The grass in the graveyard was carefully mown, the early evening sunset bathed the crooked headstones in a pink wash.
The lights burned brightly behind the windows of Carmel Chapel. From inside came the mournful strains of a hymn, “The day Thou gavest. Lord, is ended, the darkness falls at Thy behest…” And darkness fell around the graveyard, creeping up from the river like bonfire smoke.
Will wondered to himself if there was any point in carrying on trying to solve the mystery. It had probably been a straightforward drowning accident and it was just a quirk that the body had never been found. If it had been murder, sooner or later the body would have been discovered.
He lingered for a while, reading the headstones of the graves.
DOLORES TRANTER. AGED 28.
The grave was one of the few untended in the graveyard. Whoever she had been, she had no one to mourn her.
Will shivered. It didn’t seem right to read the names of the young on headstones.

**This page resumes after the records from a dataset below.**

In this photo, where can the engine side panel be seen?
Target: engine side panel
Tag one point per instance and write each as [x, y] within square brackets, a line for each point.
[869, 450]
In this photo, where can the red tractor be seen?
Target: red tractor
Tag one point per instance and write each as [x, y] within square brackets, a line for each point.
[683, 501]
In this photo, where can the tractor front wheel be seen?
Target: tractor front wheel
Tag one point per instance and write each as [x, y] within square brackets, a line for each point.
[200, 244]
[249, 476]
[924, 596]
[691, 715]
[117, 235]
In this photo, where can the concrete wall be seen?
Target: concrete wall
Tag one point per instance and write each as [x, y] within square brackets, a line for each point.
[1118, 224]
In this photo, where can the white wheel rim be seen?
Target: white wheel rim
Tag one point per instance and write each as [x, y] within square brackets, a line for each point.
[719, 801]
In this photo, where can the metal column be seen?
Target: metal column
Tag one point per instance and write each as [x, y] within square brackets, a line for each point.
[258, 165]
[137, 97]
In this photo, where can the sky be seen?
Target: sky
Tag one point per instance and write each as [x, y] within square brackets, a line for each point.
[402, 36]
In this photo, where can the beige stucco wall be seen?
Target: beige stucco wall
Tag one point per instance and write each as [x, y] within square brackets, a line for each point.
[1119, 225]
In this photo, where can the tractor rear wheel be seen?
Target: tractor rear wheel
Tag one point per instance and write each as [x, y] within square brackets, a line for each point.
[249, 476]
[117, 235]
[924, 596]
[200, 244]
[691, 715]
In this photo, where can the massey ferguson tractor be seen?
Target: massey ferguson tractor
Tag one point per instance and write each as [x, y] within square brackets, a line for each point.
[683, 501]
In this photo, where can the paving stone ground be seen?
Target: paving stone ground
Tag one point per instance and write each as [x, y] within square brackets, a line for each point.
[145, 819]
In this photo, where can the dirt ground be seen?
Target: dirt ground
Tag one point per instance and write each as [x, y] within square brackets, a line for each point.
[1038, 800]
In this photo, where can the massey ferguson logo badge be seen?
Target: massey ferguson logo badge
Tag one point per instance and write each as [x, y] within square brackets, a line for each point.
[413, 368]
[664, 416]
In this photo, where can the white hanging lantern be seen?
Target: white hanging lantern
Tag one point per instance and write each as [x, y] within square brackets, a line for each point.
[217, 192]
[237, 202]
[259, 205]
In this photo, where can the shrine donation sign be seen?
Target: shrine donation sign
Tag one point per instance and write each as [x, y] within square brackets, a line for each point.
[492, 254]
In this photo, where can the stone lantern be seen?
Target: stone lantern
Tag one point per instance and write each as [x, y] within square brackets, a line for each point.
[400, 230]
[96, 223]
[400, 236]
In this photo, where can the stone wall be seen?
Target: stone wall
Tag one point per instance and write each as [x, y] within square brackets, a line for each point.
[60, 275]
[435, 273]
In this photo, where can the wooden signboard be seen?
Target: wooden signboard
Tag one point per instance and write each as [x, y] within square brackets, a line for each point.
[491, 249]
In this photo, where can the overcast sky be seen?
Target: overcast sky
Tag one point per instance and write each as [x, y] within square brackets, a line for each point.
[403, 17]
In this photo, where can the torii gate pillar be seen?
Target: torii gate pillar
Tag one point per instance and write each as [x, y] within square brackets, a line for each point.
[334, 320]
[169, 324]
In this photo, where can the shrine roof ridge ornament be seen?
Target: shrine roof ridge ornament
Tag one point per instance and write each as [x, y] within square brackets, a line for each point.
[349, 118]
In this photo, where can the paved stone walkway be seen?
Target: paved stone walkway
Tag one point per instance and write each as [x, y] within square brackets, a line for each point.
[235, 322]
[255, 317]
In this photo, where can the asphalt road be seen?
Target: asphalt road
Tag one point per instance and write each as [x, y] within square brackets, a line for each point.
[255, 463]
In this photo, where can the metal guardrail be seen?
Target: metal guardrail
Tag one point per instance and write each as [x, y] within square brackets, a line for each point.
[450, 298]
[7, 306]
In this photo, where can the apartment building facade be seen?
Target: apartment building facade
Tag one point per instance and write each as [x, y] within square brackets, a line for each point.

Suddenly, he became aware that there was someone close by. He stood quite still and listened. Nothing. He wandered over towards the walls of the chapel. Again, he heard a sound, the fall of a heavy footstep in the damp grass. The graveyard was full of shadows and somewhere in the grounds of the Big House an owl called. He turned around quickly and thought he saw someone move behind a grave. The hairs on his neck lifted in trepidation.
A figure appeared and shuffled towards him. A large middle-aged woman holding a baby wrapped in a shawl, softly crooning to herself. As she got closer, she smiled at him revealing a mouthful of rotten brown teeth. Her lank grey hair hung about her white face, tears trailed from her eyes smudging her dirty cheeks. Then, without warning she thrust the baby towards Will, but he didn’t react quickly enough and he watched in horror as the shawl spilled open and the baby dropped towards the ground.
“Jesus!”
Will bent down towards the baby.
“Mama! Mama!”
A grimy doll lay in the grass. Its lifeless eyes were an unnatural blue in the gloom of the graveyard. He picked it up, and looked up, but already the woman was a moving shadow among the graves.
An owl flew low, just above his head, its eyes bright in the growing dark, and the soft whispering of its wings like a shiver in the darkness. He laid the doll down gently in the grass.
He pulled his jacket closer and left the graveyard. The moon was high above the hill, and a cold wind blew through the tall trees in the gardens of the Big House.